[SPARK-29454][SQL] Reduce unsafeProjection times when read Parquet file use non-vectorized mode

### What changes were proposed in this pull request?

There will be 2 times unsafeProjection convert operation When we read a Parquet data file use non-vectorized mode:

1.  `ParquetGroupConverter` call unsafeProjection function to covert `SpecificInternalRow` to `UnsafeRow` every times when read Parquet data file use `ParquetRecordReader`.

2. `ParquetFileFormat` will call unsafeProjection function to covert this `UnsafeRow` to another `UnsafeRow` again when partitionSchema is not empty in DataSourceV1 branch, and `PartitionReaderWithPartitionValues` will  always do this convert operation in DataSourceV2 branch.

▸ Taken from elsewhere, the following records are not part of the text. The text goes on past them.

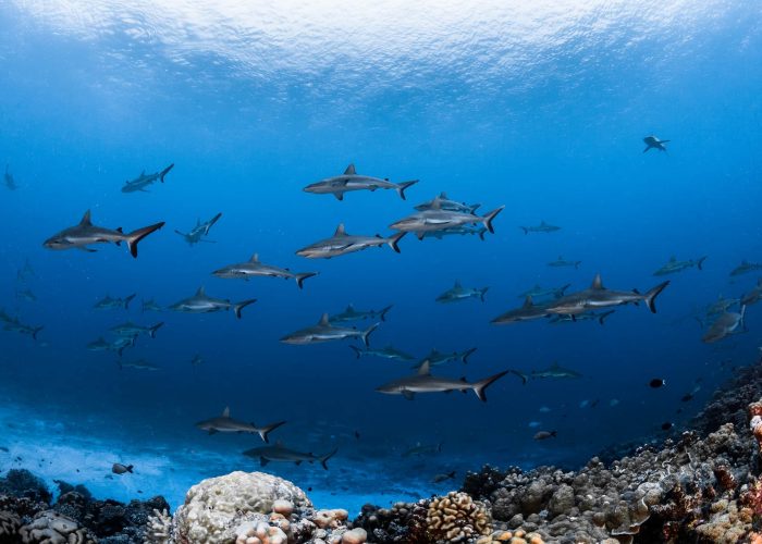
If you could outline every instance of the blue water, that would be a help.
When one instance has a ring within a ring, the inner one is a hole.
[[[2,469],[27,467],[116,498],[164,494],[176,505],[201,478],[258,468],[241,453],[259,438],[194,426],[230,406],[245,421],[287,420],[272,437],[293,447],[337,446],[328,472],[268,470],[311,487],[321,506],[357,508],[455,485],[431,484],[440,472],[576,467],[612,444],[664,436],[660,425],[679,429],[730,366],[757,360],[759,308],[749,308],[748,333],[713,346],[690,317],[718,295],[749,290],[759,274],[728,273],[762,260],[754,2],[10,1],[0,26],[0,159],[20,186],[0,187],[0,307],[45,325],[36,343],[0,334]],[[669,139],[668,151],[643,153],[649,134]],[[420,183],[407,201],[393,191],[337,201],[302,190],[351,162],[361,174]],[[169,163],[149,194],[121,193],[140,171]],[[340,222],[352,234],[391,234],[389,224],[440,191],[483,211],[505,205],[495,234],[408,235],[400,255],[294,254]],[[167,226],[140,243],[136,260],[123,247],[42,247],[87,209],[102,226]],[[213,244],[190,247],[173,233],[217,212]],[[519,230],[541,220],[563,228]],[[320,274],[302,292],[293,281],[210,275],[254,252]],[[672,255],[709,258],[703,271],[671,277],[655,316],[641,306],[618,308],[604,326],[489,324],[536,283],[580,289],[600,272],[609,287],[648,289]],[[582,264],[545,265],[557,256]],[[27,259],[36,276],[20,285]],[[486,301],[435,304],[455,280],[489,286]],[[201,285],[258,301],[239,321],[140,313],[142,298],[168,306]],[[27,287],[36,302],[16,298]],[[127,312],[93,309],[107,294],[131,293]],[[417,357],[478,348],[467,366],[435,373],[476,380],[558,361],[585,378],[523,386],[507,375],[487,404],[471,393],[407,401],[374,392],[410,373],[407,363],[357,360],[348,342],[279,342],[347,304],[394,305],[371,336],[376,347],[393,343]],[[165,322],[124,355],[159,371],[120,371],[115,355],[86,349],[127,319]],[[190,364],[195,354],[202,366]],[[651,390],[652,378],[667,385]],[[697,380],[696,398],[681,403]],[[532,440],[530,421],[557,438]],[[418,443],[442,443],[442,453],[402,456]],[[115,461],[135,463],[134,478],[106,478]]]

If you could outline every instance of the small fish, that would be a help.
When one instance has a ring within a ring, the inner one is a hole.
[[[101,298],[95,305],[93,305],[93,308],[95,308],[96,310],[108,310],[111,308],[123,308],[125,310],[128,310],[130,302],[133,298],[135,298],[135,293],[124,298],[112,298],[111,296],[106,295],[106,297]]]
[[[762,264],[743,260],[738,267],[730,271],[730,275],[737,276],[741,274],[748,274],[749,272],[755,272],[758,270],[762,270]]]
[[[582,261],[567,261],[562,256],[558,256],[556,260],[549,262],[548,265],[553,268],[574,267],[575,269],[579,269],[581,263]]]
[[[476,287],[463,287],[459,281],[455,281],[455,285],[442,293],[437,297],[438,302],[458,302],[466,300],[468,298],[478,298],[482,302],[484,301],[484,295],[489,287],[476,288]]]
[[[124,474],[126,472],[130,472],[132,474],[133,468],[134,467],[132,465],[122,465],[121,462],[114,462],[111,467],[111,472],[113,472],[114,474]]]
[[[222,217],[222,213],[218,213],[213,218],[211,218],[209,221],[205,221],[201,223],[200,219],[196,220],[196,226],[190,228],[189,232],[183,233],[180,232],[175,228],[175,234],[179,234],[182,236],[185,242],[188,243],[188,245],[193,246],[194,244],[198,244],[199,242],[208,242],[208,243],[213,243],[212,240],[204,239],[205,236],[209,236],[209,230],[217,223],[220,218]]]
[[[520,226],[519,227],[521,231],[524,231],[524,234],[529,234],[529,233],[554,233],[556,231],[561,231],[560,226],[551,225],[549,223],[545,223],[544,221],[540,221],[539,225],[534,226]]]
[[[143,172],[140,172],[140,175],[137,176],[135,180],[124,182],[124,187],[122,187],[122,193],[135,193],[135,191],[148,193],[146,190],[146,187],[151,185],[157,180],[160,181],[161,183],[164,183],[164,176],[173,168],[174,168],[174,163],[170,164],[164,170],[157,172],[156,174],[146,174],[146,171],[144,170]]]
[[[446,474],[437,474],[431,479],[431,483],[442,483],[447,480],[455,480],[455,471],[447,472]]]
[[[671,141],[668,139],[659,139],[655,136],[646,136],[643,138],[643,143],[646,144],[646,149],[643,149],[643,152],[649,151],[651,149],[657,149],[660,151],[666,151],[666,144],[667,141]]]
[[[557,436],[556,431],[540,431],[534,435],[536,441],[544,441],[548,438],[555,438]]]

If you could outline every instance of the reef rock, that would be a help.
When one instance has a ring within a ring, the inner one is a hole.
[[[238,527],[263,521],[261,517],[273,506],[282,507],[276,500],[287,500],[297,510],[312,507],[299,487],[265,472],[232,472],[204,480],[190,487],[175,512],[174,537],[181,543],[235,542]]]

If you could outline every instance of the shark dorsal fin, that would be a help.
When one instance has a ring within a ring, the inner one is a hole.
[[[85,214],[82,217],[82,221],[79,221],[81,225],[91,225],[93,222],[90,221],[90,210],[87,210]]]
[[[595,277],[592,281],[592,285],[590,286],[591,289],[603,289],[603,282],[601,281],[601,274],[595,274]]]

In this pr,  remove `unsafeProjection` convert operation in `ParquetGroupConverter` and change `ParquetRecordReader`  to produce `SpecificInternalRow`  instead of `UnsafeRow`.

### Why are the changes needed?
The first time convert in `ParquetGroupConverter` is redundant and `ParquetRecordReader` return a `InternalRow(SpecificInternalRow)` is enough.

### Does this PR introduce any user-facing change?
No.

### How was this patch tested?

Unit Test

Closes #26106 from LuciferYang/spark-parquet-unsafe-projection.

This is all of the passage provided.